Kakashi became Minato's personal ANBU guard, spending as much time with the Hokage as with Kushina, who Kakashi learned was the jinchuriki of the Kyuubi, the kekaijuu's human prison. A year passed, another followed; Kushina became with child and Kakashi, assigned to her protection, thought he was living again. He made plans concerning the soon-to-be-born Naruto, who would be his young brother, plans concerning his future as a shinobi of Konohagakure, plans concerning a young kunoichi named Anko who had a smile that reminded him of Rin.
Kakashi's heart broke for the fourth and final time when the Kyuubi escaped his chains, killing Minato, Kushina and condemning Naruto to the burden his mother had carried. Flooded by grief, choked by guilt, beside himself with pain, he saw his plans go up in ashes as he allowed himself to fade. There were no more tears for him to cry, no more sobs for him to holler, no further depths to the hell of his life. There was no one who cared enough to search for the pieces of his heart.

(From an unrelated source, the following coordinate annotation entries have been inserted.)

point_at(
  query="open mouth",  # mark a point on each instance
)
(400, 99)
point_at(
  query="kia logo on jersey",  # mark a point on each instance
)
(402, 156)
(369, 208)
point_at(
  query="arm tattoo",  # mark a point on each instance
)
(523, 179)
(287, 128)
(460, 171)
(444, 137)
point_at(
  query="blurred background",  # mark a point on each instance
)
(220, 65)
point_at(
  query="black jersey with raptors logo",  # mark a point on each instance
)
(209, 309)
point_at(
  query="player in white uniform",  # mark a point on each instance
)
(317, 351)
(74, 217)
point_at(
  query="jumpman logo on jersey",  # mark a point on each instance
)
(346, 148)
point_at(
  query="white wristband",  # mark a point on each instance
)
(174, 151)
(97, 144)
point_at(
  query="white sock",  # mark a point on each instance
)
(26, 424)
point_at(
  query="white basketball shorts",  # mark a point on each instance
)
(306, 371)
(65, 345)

He survived through ANBU, seeking death at every turn and unable to find it, reduced to a puppet, a spectator of his own life as he left behind him a trail of bodies broken bloody. He remained passive, too dazed by the all-consuming sorrow of his loss to protest when the Sandaime ordered him to stay away from Naruto. He remained passive, too lost in the meanders of his bereavement to react to the growing mistreatment the child was the victim of. He remained passive, crushed, choked, pierced by the claws of his fear, his fear that he would be Naruto's end, and averted his eyes as the child drowned in hate, his only lifeline being a manipulative, delusional old man.
Kakashi Hatake eventually died, however. The Fates prize irony above all else as it was Naruto Uzumaki, the boy who should have been his brother, who dealt the blow Kakashi wouldn't survive.
There once lived a man named Kakashi Hatake. Today, all that is left of him is a rabid Hound, the hunting mastiff of the Hokage, a "Sekigen no rō" cursed to a legacy of blood and death.
As far as Sasuke Uchiha was concerned, life was a simple thing, bare of any complexity. Now, simple didn't necessarily mean easy, far from it but Sasuke Uchiha only strove for simple goals, always had and always would. The only thing that changed over the years were precisely those goals.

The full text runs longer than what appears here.